25 October 2018 - Events
The FSA recently secured an undertaking from former senior RBS executive Johnny Cameron that he would not work full-time in the financial services industry again. It has also recently emerged that ex-Morgan Stanley executive John Hyman will not be going through with his planned move to Nomura because the FSA had asked that his FSA Approval application be withdrawn.
These, and other recent cases, illustrate the fact that the FSA is re-directing its attention towards senior executives, rather than the institutions they work for, and highlight just how tough a stance the regulator is prepared to take with FSA Approved Persons who perform ‘significant influence functions’.
How did this shift in focus come to pass and how does it manifest itself? What does it mean for the daily operation of financial services firms and their senior executives?
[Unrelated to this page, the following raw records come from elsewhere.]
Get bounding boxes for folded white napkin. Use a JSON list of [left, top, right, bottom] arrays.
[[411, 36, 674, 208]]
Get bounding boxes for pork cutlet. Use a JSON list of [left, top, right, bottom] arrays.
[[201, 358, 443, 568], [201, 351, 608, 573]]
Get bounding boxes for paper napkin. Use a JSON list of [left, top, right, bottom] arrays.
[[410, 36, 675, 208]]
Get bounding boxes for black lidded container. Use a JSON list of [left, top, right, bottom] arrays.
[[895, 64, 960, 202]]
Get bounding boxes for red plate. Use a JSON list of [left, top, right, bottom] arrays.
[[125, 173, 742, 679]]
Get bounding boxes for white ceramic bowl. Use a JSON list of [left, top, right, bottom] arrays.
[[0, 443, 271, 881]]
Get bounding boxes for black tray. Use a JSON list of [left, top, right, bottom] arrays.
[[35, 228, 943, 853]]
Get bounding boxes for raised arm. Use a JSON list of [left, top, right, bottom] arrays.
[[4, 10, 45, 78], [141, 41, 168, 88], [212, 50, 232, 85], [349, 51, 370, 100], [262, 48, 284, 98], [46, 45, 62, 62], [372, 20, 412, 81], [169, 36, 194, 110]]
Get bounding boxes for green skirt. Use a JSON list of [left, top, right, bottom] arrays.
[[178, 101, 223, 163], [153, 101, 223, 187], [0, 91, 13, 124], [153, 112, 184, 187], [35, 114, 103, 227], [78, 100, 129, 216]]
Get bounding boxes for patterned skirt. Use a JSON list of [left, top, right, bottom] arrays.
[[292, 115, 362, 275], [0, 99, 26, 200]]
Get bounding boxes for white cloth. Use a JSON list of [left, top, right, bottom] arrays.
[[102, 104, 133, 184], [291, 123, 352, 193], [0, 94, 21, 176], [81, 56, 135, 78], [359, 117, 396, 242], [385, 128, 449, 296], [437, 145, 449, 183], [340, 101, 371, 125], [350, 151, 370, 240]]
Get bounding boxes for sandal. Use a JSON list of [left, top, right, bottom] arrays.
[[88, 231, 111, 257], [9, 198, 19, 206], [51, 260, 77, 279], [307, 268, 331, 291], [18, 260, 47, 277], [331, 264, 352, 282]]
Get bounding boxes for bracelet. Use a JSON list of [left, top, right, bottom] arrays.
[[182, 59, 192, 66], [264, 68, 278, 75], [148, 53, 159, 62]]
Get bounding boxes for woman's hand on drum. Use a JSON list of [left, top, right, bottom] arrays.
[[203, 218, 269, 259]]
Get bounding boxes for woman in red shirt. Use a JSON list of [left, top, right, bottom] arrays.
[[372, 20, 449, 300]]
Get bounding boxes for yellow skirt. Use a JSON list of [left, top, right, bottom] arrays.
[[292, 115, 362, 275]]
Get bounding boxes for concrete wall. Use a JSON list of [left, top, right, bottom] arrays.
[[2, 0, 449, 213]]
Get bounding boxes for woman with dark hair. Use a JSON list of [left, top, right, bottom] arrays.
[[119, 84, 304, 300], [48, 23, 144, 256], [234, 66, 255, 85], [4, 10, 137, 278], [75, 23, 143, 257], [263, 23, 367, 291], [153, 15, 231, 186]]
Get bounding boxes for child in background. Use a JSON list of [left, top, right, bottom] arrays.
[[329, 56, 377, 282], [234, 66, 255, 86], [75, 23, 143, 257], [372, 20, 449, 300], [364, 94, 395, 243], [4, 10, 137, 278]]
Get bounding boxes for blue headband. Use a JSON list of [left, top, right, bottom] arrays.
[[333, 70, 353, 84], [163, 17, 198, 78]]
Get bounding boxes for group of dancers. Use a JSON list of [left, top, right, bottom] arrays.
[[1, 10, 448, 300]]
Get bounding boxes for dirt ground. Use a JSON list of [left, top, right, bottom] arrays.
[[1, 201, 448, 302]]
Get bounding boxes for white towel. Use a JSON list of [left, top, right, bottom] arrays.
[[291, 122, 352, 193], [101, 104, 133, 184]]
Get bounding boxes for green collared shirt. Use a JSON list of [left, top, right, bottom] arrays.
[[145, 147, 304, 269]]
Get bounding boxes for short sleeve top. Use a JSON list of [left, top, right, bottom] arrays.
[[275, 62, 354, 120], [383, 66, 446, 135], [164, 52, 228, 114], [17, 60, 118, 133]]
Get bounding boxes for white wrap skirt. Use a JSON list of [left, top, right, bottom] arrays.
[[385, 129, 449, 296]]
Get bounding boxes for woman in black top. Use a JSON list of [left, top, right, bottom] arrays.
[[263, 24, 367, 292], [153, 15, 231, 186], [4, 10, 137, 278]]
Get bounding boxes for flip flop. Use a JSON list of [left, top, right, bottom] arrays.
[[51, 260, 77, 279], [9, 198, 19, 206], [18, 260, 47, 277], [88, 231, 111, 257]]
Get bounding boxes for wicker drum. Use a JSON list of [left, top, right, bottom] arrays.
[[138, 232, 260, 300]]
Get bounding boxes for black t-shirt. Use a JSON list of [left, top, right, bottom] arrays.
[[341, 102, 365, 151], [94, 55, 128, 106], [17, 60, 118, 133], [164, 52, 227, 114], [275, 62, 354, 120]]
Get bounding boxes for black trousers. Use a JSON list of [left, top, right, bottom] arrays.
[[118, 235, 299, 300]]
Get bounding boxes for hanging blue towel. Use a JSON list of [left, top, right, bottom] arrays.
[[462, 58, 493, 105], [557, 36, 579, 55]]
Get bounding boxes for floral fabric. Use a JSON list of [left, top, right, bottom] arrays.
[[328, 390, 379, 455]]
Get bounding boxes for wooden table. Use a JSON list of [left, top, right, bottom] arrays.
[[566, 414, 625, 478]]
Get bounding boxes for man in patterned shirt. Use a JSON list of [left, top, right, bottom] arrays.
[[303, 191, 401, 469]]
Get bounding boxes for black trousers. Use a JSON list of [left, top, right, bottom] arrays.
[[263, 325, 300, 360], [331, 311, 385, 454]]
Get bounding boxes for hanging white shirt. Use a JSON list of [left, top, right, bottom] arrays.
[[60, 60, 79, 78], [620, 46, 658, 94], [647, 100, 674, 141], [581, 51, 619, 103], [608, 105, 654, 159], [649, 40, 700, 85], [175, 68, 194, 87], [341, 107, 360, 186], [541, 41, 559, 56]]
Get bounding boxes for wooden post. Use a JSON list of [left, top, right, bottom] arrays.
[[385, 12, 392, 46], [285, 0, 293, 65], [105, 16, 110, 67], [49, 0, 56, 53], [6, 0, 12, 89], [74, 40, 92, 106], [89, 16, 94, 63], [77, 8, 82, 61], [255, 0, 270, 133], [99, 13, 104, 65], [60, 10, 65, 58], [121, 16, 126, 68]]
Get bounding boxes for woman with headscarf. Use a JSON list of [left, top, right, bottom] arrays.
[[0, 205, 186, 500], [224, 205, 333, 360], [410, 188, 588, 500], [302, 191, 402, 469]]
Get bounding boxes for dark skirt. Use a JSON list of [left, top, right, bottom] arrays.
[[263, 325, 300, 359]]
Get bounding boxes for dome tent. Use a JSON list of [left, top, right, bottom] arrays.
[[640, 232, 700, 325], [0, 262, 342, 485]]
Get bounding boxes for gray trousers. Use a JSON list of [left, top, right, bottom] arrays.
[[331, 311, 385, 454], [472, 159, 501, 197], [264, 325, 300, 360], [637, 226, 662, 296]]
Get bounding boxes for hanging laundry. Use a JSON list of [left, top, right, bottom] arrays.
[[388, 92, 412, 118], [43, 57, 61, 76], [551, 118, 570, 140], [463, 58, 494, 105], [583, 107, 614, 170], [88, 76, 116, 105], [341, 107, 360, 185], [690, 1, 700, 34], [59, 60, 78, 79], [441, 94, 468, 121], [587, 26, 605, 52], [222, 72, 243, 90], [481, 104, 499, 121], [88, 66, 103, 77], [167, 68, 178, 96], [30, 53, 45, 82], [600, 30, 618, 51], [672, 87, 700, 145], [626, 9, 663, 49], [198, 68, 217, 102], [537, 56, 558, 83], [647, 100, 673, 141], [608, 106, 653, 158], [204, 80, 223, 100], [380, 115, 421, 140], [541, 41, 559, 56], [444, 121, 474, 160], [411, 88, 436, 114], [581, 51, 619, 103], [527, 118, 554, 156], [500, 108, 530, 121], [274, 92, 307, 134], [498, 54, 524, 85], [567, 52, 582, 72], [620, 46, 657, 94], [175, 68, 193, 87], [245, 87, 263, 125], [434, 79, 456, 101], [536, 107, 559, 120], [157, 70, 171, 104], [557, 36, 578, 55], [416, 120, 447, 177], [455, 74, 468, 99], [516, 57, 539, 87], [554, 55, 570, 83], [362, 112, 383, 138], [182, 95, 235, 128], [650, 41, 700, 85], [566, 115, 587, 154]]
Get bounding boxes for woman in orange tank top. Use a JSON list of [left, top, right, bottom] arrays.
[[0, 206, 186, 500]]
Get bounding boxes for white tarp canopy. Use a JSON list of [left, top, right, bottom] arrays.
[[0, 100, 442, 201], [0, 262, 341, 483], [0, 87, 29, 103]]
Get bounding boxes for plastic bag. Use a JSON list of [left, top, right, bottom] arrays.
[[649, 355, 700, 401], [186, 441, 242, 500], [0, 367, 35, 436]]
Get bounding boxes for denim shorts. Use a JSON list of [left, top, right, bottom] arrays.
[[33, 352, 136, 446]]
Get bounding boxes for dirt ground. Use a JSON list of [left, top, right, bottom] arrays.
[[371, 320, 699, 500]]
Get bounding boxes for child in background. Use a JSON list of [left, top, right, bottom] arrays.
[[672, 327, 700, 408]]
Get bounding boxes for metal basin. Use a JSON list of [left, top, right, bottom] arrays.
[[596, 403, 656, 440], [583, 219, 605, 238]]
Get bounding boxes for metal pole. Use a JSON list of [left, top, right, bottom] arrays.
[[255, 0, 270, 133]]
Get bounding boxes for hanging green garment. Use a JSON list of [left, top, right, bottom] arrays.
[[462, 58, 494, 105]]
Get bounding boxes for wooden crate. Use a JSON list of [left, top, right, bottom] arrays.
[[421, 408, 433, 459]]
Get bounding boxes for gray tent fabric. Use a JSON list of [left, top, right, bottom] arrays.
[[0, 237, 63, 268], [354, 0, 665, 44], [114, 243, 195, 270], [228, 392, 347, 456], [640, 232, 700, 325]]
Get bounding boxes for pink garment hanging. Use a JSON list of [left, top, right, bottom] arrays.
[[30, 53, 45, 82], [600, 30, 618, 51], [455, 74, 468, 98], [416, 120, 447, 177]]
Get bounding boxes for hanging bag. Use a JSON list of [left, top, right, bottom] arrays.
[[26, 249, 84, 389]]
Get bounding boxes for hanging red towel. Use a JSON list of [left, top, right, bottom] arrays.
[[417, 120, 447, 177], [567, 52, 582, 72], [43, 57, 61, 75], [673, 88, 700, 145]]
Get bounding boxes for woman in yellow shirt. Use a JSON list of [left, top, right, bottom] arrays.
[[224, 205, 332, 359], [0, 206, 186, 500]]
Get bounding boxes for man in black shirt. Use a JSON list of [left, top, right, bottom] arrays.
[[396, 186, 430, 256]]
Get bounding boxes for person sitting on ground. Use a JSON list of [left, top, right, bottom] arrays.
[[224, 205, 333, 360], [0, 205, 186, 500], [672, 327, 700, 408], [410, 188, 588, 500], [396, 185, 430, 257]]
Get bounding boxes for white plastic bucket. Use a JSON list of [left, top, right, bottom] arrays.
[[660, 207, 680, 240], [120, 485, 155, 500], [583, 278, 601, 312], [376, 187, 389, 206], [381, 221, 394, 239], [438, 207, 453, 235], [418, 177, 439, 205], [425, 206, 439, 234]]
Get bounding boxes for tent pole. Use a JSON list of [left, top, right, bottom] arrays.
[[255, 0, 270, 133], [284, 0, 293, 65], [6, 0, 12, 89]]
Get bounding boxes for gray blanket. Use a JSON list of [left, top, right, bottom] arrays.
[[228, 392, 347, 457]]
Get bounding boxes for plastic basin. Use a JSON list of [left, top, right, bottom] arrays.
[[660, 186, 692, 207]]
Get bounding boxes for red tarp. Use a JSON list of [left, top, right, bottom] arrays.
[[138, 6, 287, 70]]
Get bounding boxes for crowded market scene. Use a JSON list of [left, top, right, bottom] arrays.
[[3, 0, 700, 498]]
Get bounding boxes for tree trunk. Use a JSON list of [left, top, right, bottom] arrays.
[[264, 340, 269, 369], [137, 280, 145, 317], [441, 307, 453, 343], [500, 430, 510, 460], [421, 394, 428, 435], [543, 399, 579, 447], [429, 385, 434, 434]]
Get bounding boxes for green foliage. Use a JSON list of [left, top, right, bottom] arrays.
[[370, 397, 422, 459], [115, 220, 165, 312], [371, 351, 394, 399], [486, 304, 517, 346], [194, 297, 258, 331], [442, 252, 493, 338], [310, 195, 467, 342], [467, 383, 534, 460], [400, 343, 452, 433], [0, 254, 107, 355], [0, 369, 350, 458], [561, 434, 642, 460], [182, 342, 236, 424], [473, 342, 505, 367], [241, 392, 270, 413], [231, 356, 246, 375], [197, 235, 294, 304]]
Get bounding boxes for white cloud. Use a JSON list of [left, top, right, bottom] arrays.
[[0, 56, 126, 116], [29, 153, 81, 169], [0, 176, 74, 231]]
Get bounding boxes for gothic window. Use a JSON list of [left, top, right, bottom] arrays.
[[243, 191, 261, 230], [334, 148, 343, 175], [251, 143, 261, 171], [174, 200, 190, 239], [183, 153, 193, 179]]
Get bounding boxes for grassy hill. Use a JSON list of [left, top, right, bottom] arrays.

The roots of this increased scrutiny on individuals go back to the last government’s assessment of the origins of the financial crisis. A culture of excessive risk-taking combined with an insufficient control and understanding of those risks by individuals responsible for their oversight (including non executive directors) has been identified as a key cause. Thus, the FSA’s response has been a wide-ranging effort to move the UK financial services industry away from a risk-taking mindset and to impose a “more intrusive and intense” supervisory regime.
As the financial crisis was viewed, largely, as a risk management failure, the FSA naturally enhanced their scrutiny of those responsible for strategy and risk management. The definition of ‘significant influence functions’ was extended and enhanced. The FSA Interview Panel process was introduced to assess candidates for these functions. In a recent speech, Jon Pain, the FSA’s Supervision Managing Director, said that over 400 such candidates have been interviewed by the FSA since October 2008. More than 30 individuals subsequently had their applications withdrawn by their sponsoring firms.
So what does this new approach with its emphasis on individuals mean for the day-to-day running of the financial services sector? What do senior executives in ‘significant influence functions’ need to be aware of? Firstly, there is a distinction between those already performing FSA-approved roles and those in the process of seeking approval. When a person remains in an FSA-approved role, it is unlikely that their conduct will come up for regulatory scrutiny unless a specific FSA investigation is launched. However, once they are ‘off the bus’ of a financial institution, there are regulatory hoops to jump through before they can get back “on the bus” with a new employer with the required FSA approval. Otherwise they are effectively excluded from working in the UK financial services industry.
Obtaining FSA approval is by no means simply a matter of rubber-stamping, especially in relation to significant influence function applications. Not being granted approval can pose a serious reputational threat to both the individual and their prospective employer so it is crucial to understand the FSA’s concerns and requirements.
For the individual, complete honesty is essential. This might be an awkward conversation to have with your new employer, but anyone applying for an FSA-controlled function should volunteer full details if, for example, they were ever the subject of an internal investigation for misconduct. The FSA can become far more concerned about a non-disclosure than the underlying facts.
Employers should seek full disclosure from new employees and will need to assess on the basis of the big picture, whether they are prepared to make the application for their FSA approval.
Clearly, the City watchdog is not afraid to be seen to be making judgments on judgments and to scrutinise the suitability of those senior executives and non executives already deemed acceptable by the boards of leading financial services institutions. The supervisory process of the FSA has become more intrusive and intensive in the wake of the financial crisis. The UK’s financial services industry and the individuals that operate within it now have to play by the enhanced rules of the game.